Aguilera wanted to make her first album more Mariah like, but producer Ron Fair wisely reined in her soul diva aspirations and came up with something more frothily attuned to the teen pop market while not completely abandoning her inclinations toward R&B balladry. As a result, that debut, while no great shakes overall, bears a few fairly nifty pop singles. I was reminded how I enjoyed parts of it as I watched Aguilera perform the charming ”Come On Over Baby” at the My VH1 Awards show at the Shrine. (No, it wasn’t the hot pants, you perv.) In a modest number like that, she can hint at the power she’s holding in reserve — a great voice, like sex appeal, benefits when you hold a little something back — and the song is too fast and tight to allow her to showboat much, anyway.

But on ”My Kind of Christmas,” Aguilera’s mentor, Fair, either wasn’t minding the farm or simply had to give up and let his now multiplatinum charge run roughshod over him. There are a couple of numbers here so fantastically oversung they’re appalling. One is ”Have Yourself a Merry Little Christmas,” Ralph Blaine and Hugh Martin’s delicate music box of a tune, which was never meant to support heavy lifting along the lines of ”Hang a shining star upon the highest bough- ow- ow- ow- ow- OO- oh- OO- oh- oh- oh- oh- ohhhhh…” Needless to say, the bough breaks under all that weight. Two and a half minutes into the song, she hits some Mariah- like high notes that can be fully appreciated only by Mr. Winkle, and, exhausted just from following along with these gymnastics, you sigh relief that it’s over — but hey, that was no climax! She’s just getting started!

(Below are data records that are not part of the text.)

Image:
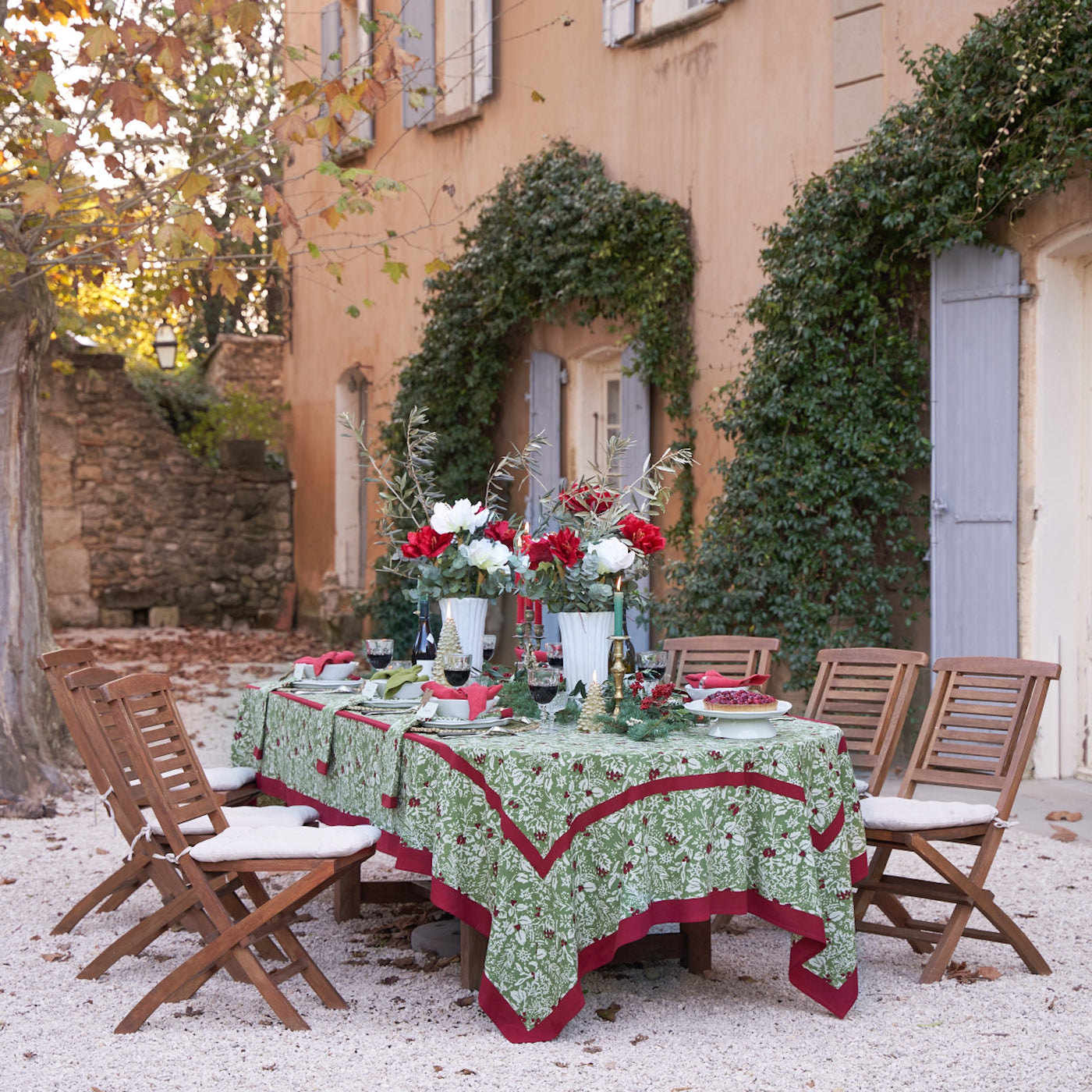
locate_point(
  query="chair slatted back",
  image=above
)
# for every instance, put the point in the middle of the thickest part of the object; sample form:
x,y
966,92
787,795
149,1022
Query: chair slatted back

And I can scarcely begin to describe the abject unholiness of ”Oh Holy Night.” Two thirds of the way through that tune, after one particularly vampy bout of a cappella melisma, she lets loose with a self conscious chuckle. Is it the birth of Jesus that’s making her laugh so? No, she’s either snorting in appreciation of her own just proven gifts or signaling the listener that the song is about to kick into a campy, choir backed gospel overdrive. Either way, it’s all about the singer, not the song.

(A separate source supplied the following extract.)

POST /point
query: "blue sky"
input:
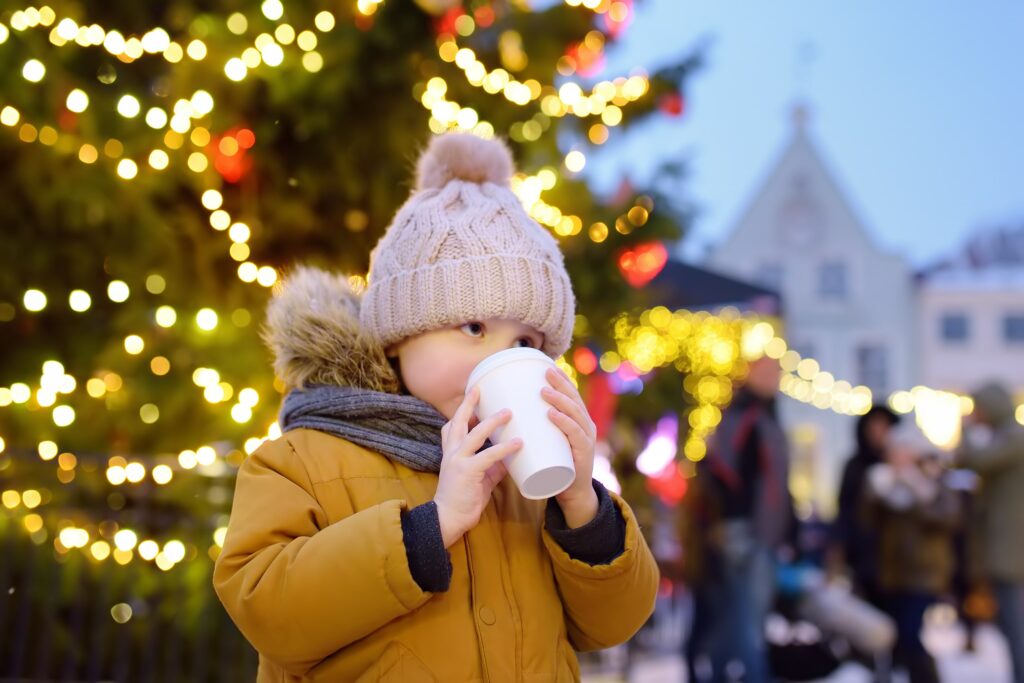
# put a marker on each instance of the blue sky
(916, 107)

And that’s the very hallmark of oversinging right there: a lack of generosity on the performer’s part toward the tune that brung her to the dance, and an assumption that the song itself is a vehicle to be misused and discarded. This kind of murderousness knows no bounds: Indeed, many perpetrators of melismatic overkill in R&B brag about how they picked up their style in church, as if trying too hard somehow connotes holiness. And anyone who’s ever been through a few gospel marathons knows that some of the singers are in touch with the spirit of the Lord and some sound like they’re trying to whip the audience up at ”Star Search.”

Now, some readers will think we ought to cut Aguilera a big break because she’s one of the few representatives of teen pop who can carry a tune, much less run with one. That was my line of argument when the first album came out, too. But saying Christina is a much better singer than Britney Spears or Mandy Moore is like saying The Rock is a better athlete than Crispin Glover. It’s true, but irrelevant. She’s still a veritable lass and still has time to develop into the Barbra that Ron Fair once told me he envisioned her turning into. But it’s becoming evident that along the way she’ll need someone to convince her to use her superpowers for good, not evil.